ところで、欲しいと言っていたギリシア語の辞書、ついに買いました!オックスフォード大学出版の、Intermediate Greek-English Lexiconです。不思議の国のアリスのモデルとなったアリス・リデルの父親であり、オックスフォード大学クライストチャーチの学寮長でもあったヘンリー・リデルが編集者の1人となっています。古代ギリシア文学を原文で読みたい方におすすめの辞書です(印刷が粗悪な辞書が出回っているようで、購入するときはオックスフォード大学出版の辞書安心だそうです)。

その辞書に、νομᾰδικόςという形容詞がありました。発音はnomadikos(ノマディコス)です。辞書は男性系から書く規則なので、これは男性系です。女性系はνομᾰδική、中性系はνομᾰδικόνです。ギリシア語もフランス語やドイツ語と同様に性があり、男性名詞には男性形容詞が、女性名詞には女性形容詞が、中世名詞には中世形容詞がつきます。

νομᾰδικόςの意味は以下の通りです。

 

of or for a heardman’s life, nomadic, pastoral, Arist.

 Henry George Liddell, Intermediate Greek-English Lexicon, 1980, P. 534

 

日本語に訳すと以下の通りです。

最後の「アリストテレス」というのはこの辞書独特の書き方で、どの単語の意味にも最後に人名がついています。アリストテレス(前384-322年)の著作ではそのような意味で使っていた、という意味です。

 

牧人生活の・牧人生活に関して、遊牧の、羊飼いの、アリストテレス

 

「遊牧」と聞くと馬、牛、ラクダ、羊、ヤギ、どんな家畜でもありのイメージですが(モンゴルの遊牧民はそうです)、辞書の意味に基づいて考えると、昔の遊牧は羊の放牧という意味が強いようです。ちなみに、英語のheradmanは「牛飼い座」という意味もあります。herdは羊に限らず動物の群れを意味する単語です。

ユダヤ教の聖書(キリスト教における旧約聖書)には羊飼いの記述がでてきます。ユダヤ教は、バビロン捕囚(前600年頃)という事件がきっかけとなり、誕生した宗教です。バビロン捕囚とは、新バビロニアの王ネブカドネザル2世が、ユダ王国の民を捕虜として連行した事件です。

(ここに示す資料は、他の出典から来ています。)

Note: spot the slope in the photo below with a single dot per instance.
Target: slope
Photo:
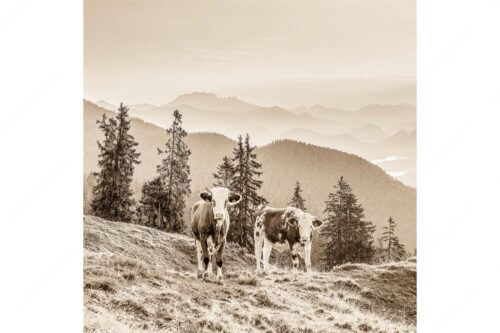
(138, 279)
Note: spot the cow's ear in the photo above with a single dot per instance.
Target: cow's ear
(205, 196)
(317, 223)
(292, 221)
(234, 198)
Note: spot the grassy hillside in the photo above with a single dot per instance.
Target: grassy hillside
(138, 279)
(283, 162)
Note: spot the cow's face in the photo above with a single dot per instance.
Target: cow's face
(304, 222)
(220, 198)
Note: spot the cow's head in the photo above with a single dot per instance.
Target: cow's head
(304, 222)
(220, 198)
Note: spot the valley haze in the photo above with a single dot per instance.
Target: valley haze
(385, 133)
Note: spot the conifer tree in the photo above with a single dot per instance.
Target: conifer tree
(395, 250)
(349, 238)
(174, 175)
(225, 172)
(112, 196)
(297, 200)
(152, 209)
(246, 183)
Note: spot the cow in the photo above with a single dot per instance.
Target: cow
(210, 223)
(284, 228)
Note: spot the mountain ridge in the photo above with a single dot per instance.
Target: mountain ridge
(317, 168)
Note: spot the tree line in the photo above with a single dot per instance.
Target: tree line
(348, 235)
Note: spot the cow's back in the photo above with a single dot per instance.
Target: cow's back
(202, 218)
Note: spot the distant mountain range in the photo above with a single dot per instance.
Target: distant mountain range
(374, 132)
(284, 162)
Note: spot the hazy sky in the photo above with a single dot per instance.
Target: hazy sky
(337, 53)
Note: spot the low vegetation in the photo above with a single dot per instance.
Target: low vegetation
(138, 279)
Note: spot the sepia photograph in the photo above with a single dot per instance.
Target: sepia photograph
(249, 166)
(227, 166)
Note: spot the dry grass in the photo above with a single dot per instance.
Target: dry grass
(141, 280)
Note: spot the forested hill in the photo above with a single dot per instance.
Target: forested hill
(283, 163)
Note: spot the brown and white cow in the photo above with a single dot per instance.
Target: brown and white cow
(209, 223)
(284, 228)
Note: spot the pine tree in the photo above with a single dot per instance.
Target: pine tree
(112, 196)
(246, 183)
(297, 200)
(152, 209)
(394, 250)
(174, 175)
(388, 236)
(349, 237)
(225, 172)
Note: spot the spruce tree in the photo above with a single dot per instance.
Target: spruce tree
(174, 174)
(388, 236)
(112, 195)
(152, 209)
(225, 172)
(297, 200)
(349, 238)
(394, 250)
(246, 183)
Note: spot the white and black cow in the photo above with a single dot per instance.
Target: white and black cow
(209, 223)
(284, 228)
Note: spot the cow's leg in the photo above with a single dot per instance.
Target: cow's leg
(266, 254)
(295, 258)
(199, 254)
(219, 260)
(307, 256)
(206, 258)
(259, 242)
(211, 250)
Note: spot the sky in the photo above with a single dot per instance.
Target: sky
(335, 53)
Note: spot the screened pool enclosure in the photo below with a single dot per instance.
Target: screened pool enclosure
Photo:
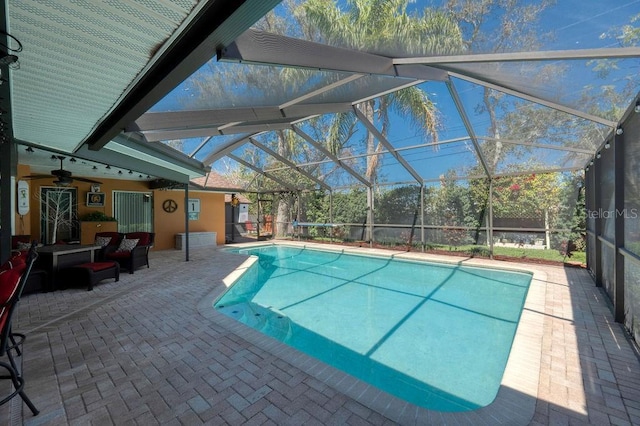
(429, 125)
(484, 127)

このことから、羊飼いという職業が大変古いことが分かります。ユダヤ教が生まれた土地は中東ですが、ギリシアは地理的に中東に近い位置にありますから、ギリシアでも(少なくともアリストテレスが生きていた時代には)羊飼いを生業とする人がいたことでしょう。νομᾰδικόςはそのような、羊を連れて流浪することを意味していたと考えられます。

 

 

おわりに

今回はノマドの語源を紹介しました。はじめにノマド遊牧民を意味すると知ったきっかけを、次にノマドの語源を紹介しました。ノマドの語源は、ギリシア語の形容詞νομᾰδικόςです。νομᾰδικόςには、「牧人生活の、遊牧の、羊飼いの」という意味があります。「遊牧」と聞くと現代では羊に限らず放牧できる家畜すべてのイメージですが、古代ギリシアにおけるνομᾰδικόςは特に羊の放牧を表していたと考えられます。

 

以上、ノマドの語源についてでした。